Vinte anos depois do início de uma campanha internacional por parte de países em desenvolvimento para que remédios cheguem às populações mais pobres a um preço justo, a batalha ainda não está vencida. Nesta semana, a brasileira Mariângela Simão assumiu o cargo de chefia na Organização Mundial da Saúde (OMS) para o acesso a remédios, um dos postos mais importantes dentro da entidade.
Ex-diretora do programa nacional de combate à aids no Brasil, a brasileira passou a ser referência internacional em todos os debates sobre a forma de lidar com o abastecimento de remédios de ponta para as populações que não contam com recursos para arcar com a nova tecnologia.
Ao assumir o novo cargo, Mariângela insiste que sua missão é praticamente a mesma daquela que tinha há anos no Brasil: garantir que milhões de pessoas pelo mundo tenham acesso aos medicamentos, independentemente de onde vivam ou de sua renda. Segundo ela, o maior desafio continua sendo o preço cobrado pelos remédios que salvam vidas.
Leia a entrevista:
Depois de anos trabalhando para garantir que tratamentos cheguem aos mais vulneráveis, a senhora assume um dos cargos mais importantes na OMS em um momento de debate justamente sobre o acesso à saúde. Qual será sua prioridade?

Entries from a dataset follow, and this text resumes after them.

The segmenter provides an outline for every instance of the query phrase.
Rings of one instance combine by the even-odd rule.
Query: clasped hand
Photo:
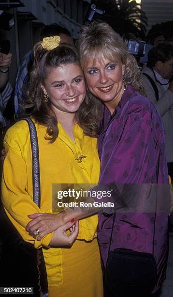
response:
[[[29,234],[36,238],[38,236],[36,230],[41,232],[37,238],[41,240],[45,235],[54,231],[51,241],[53,246],[71,246],[72,244],[78,234],[78,221],[68,221],[64,219],[66,214],[34,214],[29,215],[32,219],[27,225],[26,230]],[[66,231],[70,229],[71,234],[68,235]]]

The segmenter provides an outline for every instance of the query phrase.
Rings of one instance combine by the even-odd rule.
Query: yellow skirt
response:
[[[63,282],[49,286],[49,297],[102,297],[102,275],[97,238],[76,240],[62,249]]]

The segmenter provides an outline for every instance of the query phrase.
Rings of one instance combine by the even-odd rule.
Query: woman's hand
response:
[[[68,235],[66,234],[66,231],[68,229],[72,229],[71,230],[71,234]],[[75,223],[68,222],[67,224],[62,226],[54,232],[50,244],[53,246],[72,246],[74,241],[75,240],[79,232],[79,222],[77,220]]]
[[[63,226],[67,222],[69,223],[72,217],[72,214],[65,213],[60,214],[34,214],[29,215],[32,219],[27,225],[26,230],[30,235],[36,238],[37,235],[35,231],[39,230],[41,233],[37,238],[37,240],[41,240],[46,234],[49,234],[56,230],[61,226]],[[72,222],[74,223],[74,221]]]

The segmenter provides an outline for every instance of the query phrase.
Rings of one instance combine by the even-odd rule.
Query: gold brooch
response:
[[[84,156],[84,155],[81,155],[80,157],[78,157],[75,160],[77,161],[78,163],[81,163],[83,159],[86,158],[86,156]]]

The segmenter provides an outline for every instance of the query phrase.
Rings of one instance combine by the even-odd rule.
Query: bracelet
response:
[[[0,71],[2,73],[7,73],[8,72],[8,70],[9,70],[9,67],[8,67],[7,68],[7,70],[6,70],[5,71],[2,71],[2,69],[0,68]]]

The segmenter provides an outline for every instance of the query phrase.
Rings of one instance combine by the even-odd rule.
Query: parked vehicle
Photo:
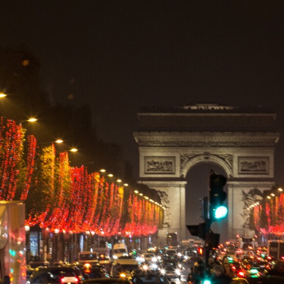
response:
[[[98,263],[98,256],[97,253],[93,251],[82,251],[78,254],[78,264],[86,263],[87,262],[95,265]]]
[[[111,277],[128,279],[133,271],[142,270],[139,263],[132,258],[118,259],[114,261],[111,268]]]
[[[37,283],[70,283],[80,284],[85,280],[82,272],[76,266],[39,267],[33,272],[27,284]]]
[[[133,284],[154,284],[155,283],[163,283],[168,284],[169,279],[164,274],[160,272],[145,271],[144,270],[133,273],[131,278],[131,281]]]
[[[113,258],[117,259],[122,256],[128,256],[127,247],[125,243],[118,243],[114,244],[113,248]]]
[[[179,245],[177,233],[167,233],[166,241],[168,246],[177,246]]]
[[[284,260],[284,241],[269,240],[267,254],[275,260]]]

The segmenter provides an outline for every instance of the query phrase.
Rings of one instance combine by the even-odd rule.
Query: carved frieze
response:
[[[181,169],[183,169],[186,165],[190,160],[198,156],[204,156],[204,154],[182,154],[181,155]],[[219,159],[223,160],[230,168],[231,171],[233,171],[233,155],[231,154],[210,154],[210,156],[216,157]]]
[[[141,147],[274,147],[274,139],[265,140],[154,140],[137,139]]]
[[[175,157],[144,157],[145,173],[174,174]]]
[[[238,173],[269,174],[269,157],[239,157]]]
[[[240,213],[243,219],[243,228],[248,228],[249,225],[250,212],[247,209],[252,204],[256,202],[260,202],[263,198],[263,194],[258,189],[242,190],[241,201],[243,202],[243,211]]]

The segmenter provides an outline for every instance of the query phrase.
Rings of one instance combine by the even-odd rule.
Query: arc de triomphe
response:
[[[138,114],[133,135],[139,149],[140,182],[159,191],[166,208],[158,236],[167,232],[185,238],[185,177],[200,163],[217,164],[228,179],[228,236],[249,235],[248,207],[274,184],[276,115],[260,108],[241,109],[195,104]],[[199,212],[197,213],[200,214]]]

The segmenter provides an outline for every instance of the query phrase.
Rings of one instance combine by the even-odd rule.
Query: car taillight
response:
[[[238,276],[241,277],[244,277],[244,273],[242,271],[240,271],[238,273]]]
[[[79,279],[77,277],[72,277],[72,282],[74,282],[74,283],[78,283],[79,282]],[[69,280],[66,281],[66,280],[63,278],[61,278],[61,283],[67,283],[70,282]]]

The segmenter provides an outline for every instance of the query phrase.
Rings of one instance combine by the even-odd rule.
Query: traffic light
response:
[[[227,178],[212,171],[210,180],[209,218],[212,222],[224,218],[228,213],[227,208],[223,204],[227,197],[227,193],[223,190]]]
[[[197,252],[200,256],[203,255],[203,248],[202,247],[199,247],[197,248]]]

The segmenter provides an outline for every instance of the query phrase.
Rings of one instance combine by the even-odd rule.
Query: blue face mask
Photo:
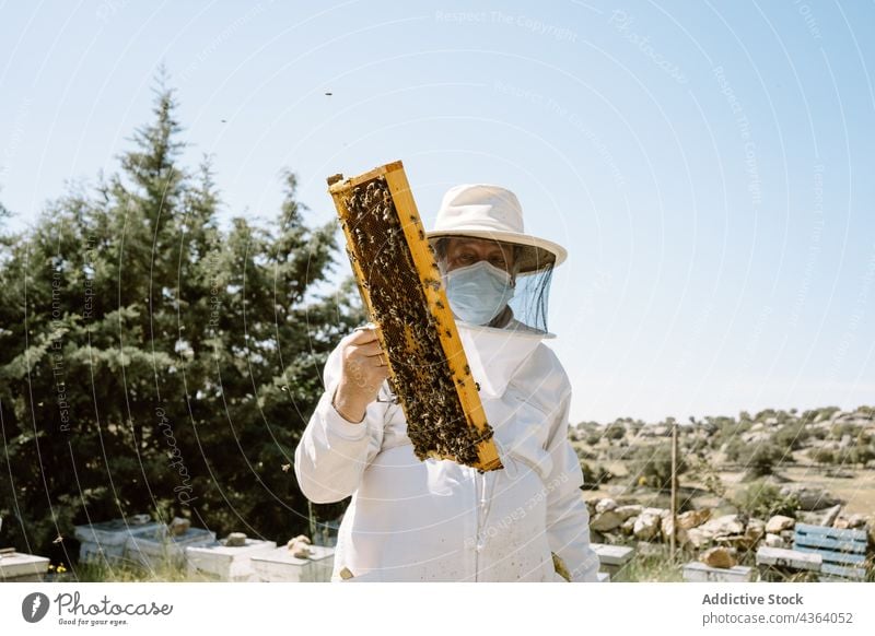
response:
[[[511,274],[481,260],[444,274],[450,308],[459,320],[486,325],[513,298]]]

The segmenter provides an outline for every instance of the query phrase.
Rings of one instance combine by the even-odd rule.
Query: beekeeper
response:
[[[517,198],[491,185],[450,189],[428,236],[503,468],[417,459],[375,332],[349,334],[294,462],[311,500],[352,496],[331,580],[595,581],[571,386],[544,344],[565,250],[525,234]]]

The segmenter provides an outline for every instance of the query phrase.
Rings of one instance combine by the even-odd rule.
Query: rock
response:
[[[228,545],[229,547],[240,547],[241,545],[246,545],[246,533],[232,532],[225,539],[225,545]]]
[[[766,538],[762,540],[762,542],[769,547],[786,547],[784,540],[778,534],[772,534],[771,532],[766,533]]]
[[[827,526],[828,528],[832,527],[832,523],[836,522],[836,519],[839,518],[839,513],[841,513],[841,506],[832,506],[828,508],[824,516],[820,518],[820,526]]]
[[[804,484],[786,484],[781,487],[781,496],[796,495],[802,510],[819,510],[844,502],[833,497],[826,488]]]
[[[637,520],[638,520],[638,517],[629,517],[620,526],[620,532],[622,532],[623,534],[631,534],[632,532],[634,532],[635,521]]]
[[[769,522],[766,523],[766,532],[778,534],[781,530],[788,530],[795,526],[796,520],[792,517],[784,517],[783,515],[775,515]]]
[[[185,534],[190,528],[191,521],[188,519],[183,519],[182,517],[174,517],[173,521],[171,521],[170,526],[167,526],[171,537],[179,537],[180,534]]]
[[[606,513],[596,514],[596,516],[590,521],[590,528],[599,532],[607,532],[608,530],[618,528],[622,521],[622,517],[620,517],[617,513],[614,510],[607,510]]]
[[[609,497],[605,497],[604,499],[599,499],[598,503],[595,505],[596,514],[599,513],[607,513],[608,510],[612,510],[617,507],[617,502]]]
[[[684,541],[684,543],[689,543],[693,547],[701,547],[711,542],[713,534],[704,532],[700,526],[699,528],[685,530],[685,539],[686,541]]]
[[[699,561],[711,567],[730,568],[738,565],[738,560],[735,558],[732,551],[727,547],[711,547],[705,550],[700,556]]]
[[[635,518],[632,532],[637,539],[649,541],[660,532],[661,521],[662,517],[658,515],[648,514],[646,511],[641,513],[641,515]]]
[[[697,528],[711,518],[711,509],[702,508],[701,510],[687,510],[677,516],[678,530],[689,530]]]
[[[712,537],[727,537],[730,534],[743,534],[745,523],[739,515],[723,515],[716,519],[711,519],[699,526],[699,530]]]
[[[622,517],[623,521],[626,521],[629,517],[638,517],[643,510],[644,506],[641,504],[628,504],[626,506],[614,508],[614,513]]]
[[[766,535],[766,521],[762,519],[748,519],[745,528],[745,544],[754,547]]]

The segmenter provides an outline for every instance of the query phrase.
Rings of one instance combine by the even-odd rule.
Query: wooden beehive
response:
[[[401,162],[328,185],[417,457],[502,468]]]

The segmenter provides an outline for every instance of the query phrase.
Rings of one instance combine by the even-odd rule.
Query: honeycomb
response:
[[[416,456],[501,468],[401,162],[328,184]]]

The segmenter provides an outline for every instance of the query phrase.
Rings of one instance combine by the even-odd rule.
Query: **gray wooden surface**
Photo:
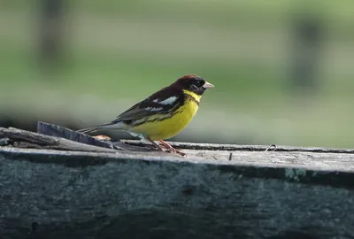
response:
[[[0,147],[0,238],[354,238],[350,150],[184,144]]]

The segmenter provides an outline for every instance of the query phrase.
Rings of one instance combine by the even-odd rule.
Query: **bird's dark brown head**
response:
[[[205,89],[214,87],[196,74],[184,75],[178,79],[173,85],[181,89],[189,90],[199,96],[202,96]]]

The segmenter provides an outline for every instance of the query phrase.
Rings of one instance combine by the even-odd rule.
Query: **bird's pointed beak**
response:
[[[205,81],[205,83],[203,85],[203,87],[205,89],[209,89],[209,88],[213,88],[214,85]]]

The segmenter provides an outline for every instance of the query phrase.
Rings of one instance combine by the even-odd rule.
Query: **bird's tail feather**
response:
[[[88,134],[88,133],[93,133],[95,131],[97,131],[98,129],[101,128],[113,128],[113,129],[123,129],[122,125],[119,125],[117,123],[112,124],[112,123],[108,123],[105,125],[101,125],[101,126],[96,126],[96,127],[86,127],[86,128],[81,128],[77,130],[77,132],[82,133],[82,134]]]

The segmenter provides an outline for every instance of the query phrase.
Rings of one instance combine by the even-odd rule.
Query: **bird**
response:
[[[78,132],[89,134],[99,129],[123,130],[150,142],[158,150],[164,150],[155,141],[168,151],[185,156],[164,140],[175,136],[190,122],[199,108],[203,94],[213,87],[196,74],[187,74],[134,104],[114,120]]]

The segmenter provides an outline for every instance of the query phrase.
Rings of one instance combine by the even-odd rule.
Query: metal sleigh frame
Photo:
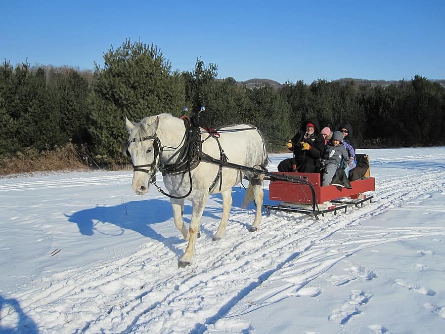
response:
[[[374,196],[363,193],[374,191],[375,187],[374,178],[352,181],[351,189],[322,187],[319,173],[266,172],[265,179],[271,181],[269,199],[281,201],[278,205],[263,205],[268,214],[273,211],[296,212],[316,219],[329,212],[346,212],[350,205],[359,207],[365,202],[372,202]]]

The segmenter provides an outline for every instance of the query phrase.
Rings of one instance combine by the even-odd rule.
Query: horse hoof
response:
[[[189,261],[178,261],[177,267],[185,268],[186,267],[190,266],[191,264],[192,264],[192,263],[189,262]]]

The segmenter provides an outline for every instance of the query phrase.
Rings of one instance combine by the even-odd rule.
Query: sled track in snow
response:
[[[389,237],[391,231],[379,228],[367,242],[354,246],[353,239],[345,240],[352,248],[343,253],[324,252],[329,237],[339,230],[359,227],[364,220],[441,191],[445,172],[432,169],[377,180],[372,203],[349,208],[346,214],[328,214],[319,221],[298,214],[263,215],[259,232],[249,233],[253,212],[234,208],[226,237],[212,241],[211,236],[203,235],[197,242],[196,264],[191,267],[177,268],[177,255],[171,252],[171,245],[146,239],[130,256],[94,270],[53,275],[51,282],[42,282],[20,296],[20,303],[29,316],[39,319],[39,329],[45,332],[202,332],[235,306],[243,309],[239,302],[262,283],[273,284],[277,279],[288,282],[263,297],[264,301],[279,300],[352,253],[398,239],[443,233],[424,227],[415,233],[402,229]],[[420,189],[411,182],[419,177],[424,185]],[[217,224],[207,223],[203,229],[215,231]],[[184,242],[173,246],[182,251],[185,245]],[[302,275],[303,281],[292,281]],[[178,317],[178,312],[180,322],[169,320]]]

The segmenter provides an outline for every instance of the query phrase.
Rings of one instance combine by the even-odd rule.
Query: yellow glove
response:
[[[307,143],[301,142],[300,143],[300,145],[301,145],[301,149],[303,150],[310,149],[310,145],[309,145]]]

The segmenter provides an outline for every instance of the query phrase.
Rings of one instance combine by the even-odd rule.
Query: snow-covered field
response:
[[[212,195],[181,269],[168,198],[133,194],[131,171],[0,179],[0,333],[443,332],[445,147],[359,152],[372,203],[318,221],[264,213],[249,233],[236,188],[212,241]]]

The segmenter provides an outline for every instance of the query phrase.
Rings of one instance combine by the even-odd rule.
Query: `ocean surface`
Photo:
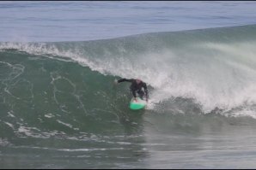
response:
[[[0,168],[255,168],[255,9],[0,2]]]

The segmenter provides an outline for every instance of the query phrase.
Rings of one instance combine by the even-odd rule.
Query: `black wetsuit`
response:
[[[148,88],[147,88],[147,85],[141,81],[139,84],[137,84],[136,82],[136,79],[121,79],[119,80],[118,80],[118,83],[121,83],[121,82],[124,82],[124,81],[127,81],[127,82],[131,82],[131,85],[130,86],[130,90],[132,92],[132,95],[134,97],[136,97],[136,92],[137,92],[137,94],[139,95],[140,98],[143,98],[143,96],[144,96],[144,91],[146,93],[146,98],[148,99],[149,98],[149,93],[148,93]],[[142,88],[143,87],[144,89],[144,91],[142,91]]]

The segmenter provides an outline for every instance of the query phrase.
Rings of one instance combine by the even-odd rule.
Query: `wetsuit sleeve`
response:
[[[118,83],[121,83],[121,82],[124,82],[124,81],[132,82],[132,79],[121,79],[118,80]]]
[[[149,98],[149,91],[148,91],[147,84],[143,83],[143,87],[144,88],[144,91],[146,93],[146,98]]]
[[[134,98],[136,98],[136,92],[135,92],[136,91],[135,91],[135,89],[131,89],[131,93],[132,93]]]

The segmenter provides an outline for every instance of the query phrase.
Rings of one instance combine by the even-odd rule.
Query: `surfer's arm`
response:
[[[118,83],[121,83],[121,82],[124,82],[124,81],[132,82],[132,80],[133,80],[133,79],[121,79],[118,80]]]
[[[149,91],[148,91],[147,85],[144,83],[143,87],[144,88],[144,91],[145,91],[145,94],[146,94],[146,100],[148,101],[149,100]]]

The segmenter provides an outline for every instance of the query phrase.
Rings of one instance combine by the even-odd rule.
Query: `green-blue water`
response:
[[[255,28],[1,43],[1,168],[255,167]]]

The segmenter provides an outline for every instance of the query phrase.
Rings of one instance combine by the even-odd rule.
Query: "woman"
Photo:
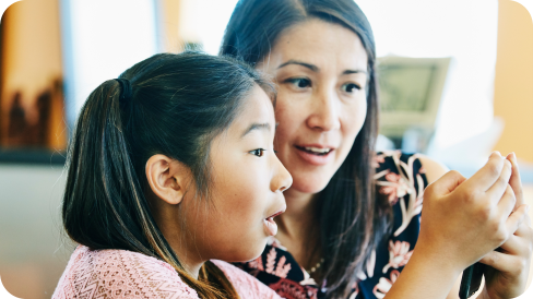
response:
[[[525,210],[513,155],[509,163],[493,154],[466,181],[448,172],[425,192],[442,166],[375,156],[376,50],[352,0],[240,0],[221,55],[276,82],[275,147],[294,179],[277,237],[240,267],[287,298],[457,298],[461,271],[485,255],[495,271],[485,273],[483,296],[522,294],[532,231],[510,225]],[[487,206],[499,217],[485,217]]]
[[[60,298],[280,298],[222,261],[257,258],[292,182],[270,83],[244,63],[156,55],[99,85],[69,148]]]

A prioridade total é garantir que as pessoas tenham acesso aos bens de consumo de saúde e quando sejam necessários. Esse será meu principal objetivo. As pessoas precisam ter acesso aos remédios que precisam, independentemente de onde nasceram e de sua renda. O acesso é um direito. Para isso, os preços de remédios precisam ser sustentáveis e esses produtos que salvam vidas precisam ter valores justos. Isso é nossa maior luta. Em temas como a aids e tuberculose, se avançou muito. Mas, pelo mundo afora, doenças crônicas continuam a afetar de forma dura diversos países, que lutam pelo acesso.
Qual o maior desafio para garantir o acesso a remédios?
Parte do desafio é o de garantir a existência de uma infraestrutura nos países em desenvolvimento para que os remédios possam ser entregues. Um sistema de saúde em bom funcionamento para que haja a saída de paciente com remédios que precise. Mas o desafio maior é o preço dos remédios e quem paga por ele.
Qual é o fator que mais tem determinado o preço hoje?
O preço está relacionado à competição. Quando se tem o monopólio de um produto, o fabricante faz o preço que quer se não tiver uma agência reguladora. É a ausência de competição que faz com que os preços aumentem. Agora, o que virou o jogo foi aparecimento de um tratamento para a hepatite C, que é um verdadeiro bem público global. O produto chegou ao mercado com um preço exorbitante e, nos Estados Unidos, cada comprimido chegou a custar US$ 1 mil. Pela primeira vez, portanto, houve uma discussão séria sobre acesso que desembarcou às portas dos países ricos. Toda essa questão da inovação e o preço que é praticado supostamente para pagar pela inovação é mesmo o grande desafio. Hoje, o custo dessa inovação não é transparente e, portanto, o preço com que o produto chega ao mercado é o grande desafio.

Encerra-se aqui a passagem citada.